Patrice Novotny Yahoo News 23 Jul 08;
In the mountains of northern Japan, wind, sun and even cow dung are being turned into electricity as part of efforts to turn a whole town into an experiment in renewable energy use.
The town is a sprawling laboratory for the whole of the archipelago, which has almost no fossil fuels of its own and is seeking to diversify its energy sources to reduce dependence on Middle Eastern oil.
It was at the end of the 1990s that Kuzumaki, under its then-mayor Tetsuo Nakamura, made the push into clean energy.
"Global oil stocks were getting scarce. Energy was going to become the issue of the 21st century," Nakamura recalled.
The urgent task was to safeguard Kuzumaki's finances in the face of rural depopulation. The mayor set three priorities: the forest industry, dairy farming and clean energy.
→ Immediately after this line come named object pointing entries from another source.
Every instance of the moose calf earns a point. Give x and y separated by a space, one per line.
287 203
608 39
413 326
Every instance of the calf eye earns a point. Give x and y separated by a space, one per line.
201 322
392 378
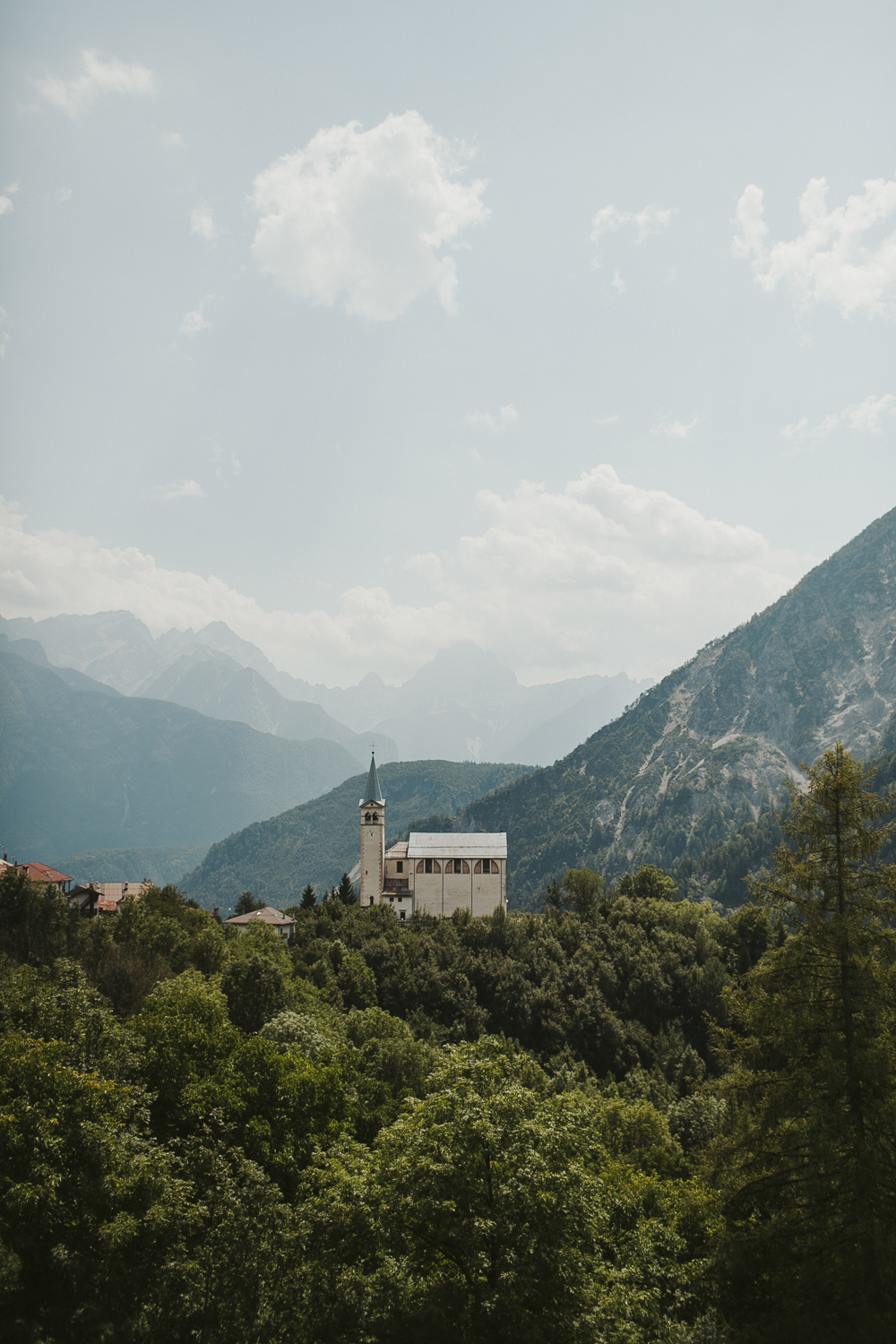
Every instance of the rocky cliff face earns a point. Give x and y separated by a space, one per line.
711 746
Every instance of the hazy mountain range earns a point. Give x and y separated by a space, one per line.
462 704
86 769
319 840
692 776
699 763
At the time Kuzumaki had only three windmills, but it was also home to the biggest semi-public dairy farm in Japan with 3,000 cows, as well as a wine-growing industry, launched by the city with help from private companies.
Now even the cows are doing their bit as the town produces electricity in part from methane that comes from the manure of 200 of them.
According to a 2006 UN report cattle-rearing produces more greenhouse gases worldwide than vehicle traffic largely through methane, a heat-trapping gas.
The 37 kilowatts of power the cows here help to produce is modest and costly but the goal, as with the windmills and solar power, is to test a technology fresh out of the laboratory.
The state provided half of the 5.7 billion yen (53 million dollars) investment for the town's clean energy project, almost matching private companies. Kuzumaki invested 45 million yen (420,000 dollars).
The result: 12 additional windmills were constructed, raising the town's wind power to 22,200 kilowatts -- enough to supply 16,900 homes with electricity, far more than the 2,900 households in the city.
"Some said that the windmills would ruin the landscape. But it was the best possible choice, from both an economical and ecological viewpoint," said the former mayor.
Built at a blustery altitude of 1,000 metres (3,280 feet), the windmills overhang only pastures and no dwellings.
Home to 8,000 people, Kuzumaki is lucky enough to have a territory of 400 square kilometres (154.4 square miles), an area the size of Yokohama with its 3.6 million residents.
Wind is not the only natural energy the town is seeking to harness -- solar panels supply one quarter of the electricity used by a local school.
At the national level, use of solar panels has suffered since the end of public subsidies in 2005. Sharp Corp. -- once the global industry leader -- has been dethroned by a German rival, but the government of Prime Minister Yasuo Fukuda is eyeing a resumption of the subsidies.
A small research site for fuel cells, a future source of clean energy for cars and houses, has also been set up here.
Authorities hope the forest industry will also help tackle global warming.
Japan, despite being the birthplace of the Kyoto Protocol, is far behind in meeting its obligation to cut greenhouse gas emissions by six percent from the 1990 level by 2012.
"Abundant wood in Japan was an important energy source until the 1950s, before being put to one side," said Nakamura.
The Japanese government is counting on an expansion of its forests to reduce its net emissions of greenhouse gases by 3.8 percent. To meet the goal, the forestry ministry estimates the industry needs annual subsidies of 100 billion yen (930 millions of dollars). Only 73.5 billion yen was provided in 2007.
With help from the state and its own finances, Kuzumaki has subsidised tree planting, forest maintenance and the sale of wood for construction or domestic use. A total of 190 hectares (469.5 acres) of forest was replanted in five years.
If the state does not follow the lead by providing more funding, the city will have difficulty continuing, said Nakamura.
Through a mixture of clean energy and reforestation, the city reduced its carbon footprint by 39,000 tonnes to just 6,000 tonnes a year.
And Kuzumaki, which presents itself as "the city of milk, wine and clean energy," now attracts 500,000 tourists a year, helping to spread the message.